Data Verification and Correction

Overview

This article introduces how to use BladePipe to perform data verification and correction.

Highlights

Compare Field by Field

BladePipe scans the data through the source DataSource, finds out the data from the target database in batches, compares it field by field, finds out the loss and diff data, and records it in the log.

Solve problems such as scanning efficiency, field type compatibility, and type accuracy matching.

Overriding Correction

With override correction in the target database, the correction capability can be turned on for the target DataSource that has REPLACE capability.

The corrected data is differential data, that is, the verification result of the verification DataTask.

All In One

Verification and Correction is performed as a two-step DataJob, similar to the relationship between Full Data and Incremental in a data synchronization DataJob.

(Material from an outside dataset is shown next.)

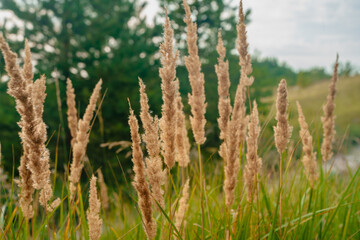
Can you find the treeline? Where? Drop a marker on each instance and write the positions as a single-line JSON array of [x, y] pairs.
[[90, 39]]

The Correction step can be ignored when creating a DataJob and added to the DataJob after the Verification is completed.

Replay

The Verification and Correction DataJob supports replay, after the Correction step is run, need to see the effect, click the Replay button to execute again.

Scheduled Execution

The Verification and Correction DataJob supports regular starting, automatically record results while completing corresponding step, and clean up associated logs.

Procedure

Step 1: Install BladePipe

Download and install BladePipe.

Step 2: Create Incremental DataJob

  1. Click DataJob > Create DataJob.
  2. Select the source and target DataSources, click Next Step.
  3. Select Incremental for DataJob, and select Full Data option. Click Next Step.
  4. Select tables and columns, click Next Step.
  5. Click Create DataJob.
  6. Schema migration, full data and incremental DataTasks are running.

Step 3: Create Data Differences

In the target DataSource, delete and modifie some data.

Step 4: Create Verification & Correction DataJob

  1. Go to the DataJob Details page. Click Functions > Create Similar DataJob.
  2. In the second step, select the Verification and Correction, and select Revise After Check option, and other steps do not need to be changed.
  3. The Verification and Correction DataJob finishes and displays the status.
  4. Replay the Verification and Correction DataJob, and data is consistent.

Limits

  • For the extra data in the target database, it cannot be verified, and you need to configure a reverse verification DataJob to solve it.
  • For no primary key and timestamp type tables, verification is ignored by default. The former cannot locate the data, and the latter is difficult to locate due to the difference in time accuracy.
  • If the target DataSource does not have the REPLACE capability, the Correction DataTask cannot be created.
  • If the source table does not have a primary key, the Correction DataTask cannot be created.

Summary

This article introduces use BladePipe to do data verification and correction, and supports Verification and Correction integration, single/scheduled execution, and more.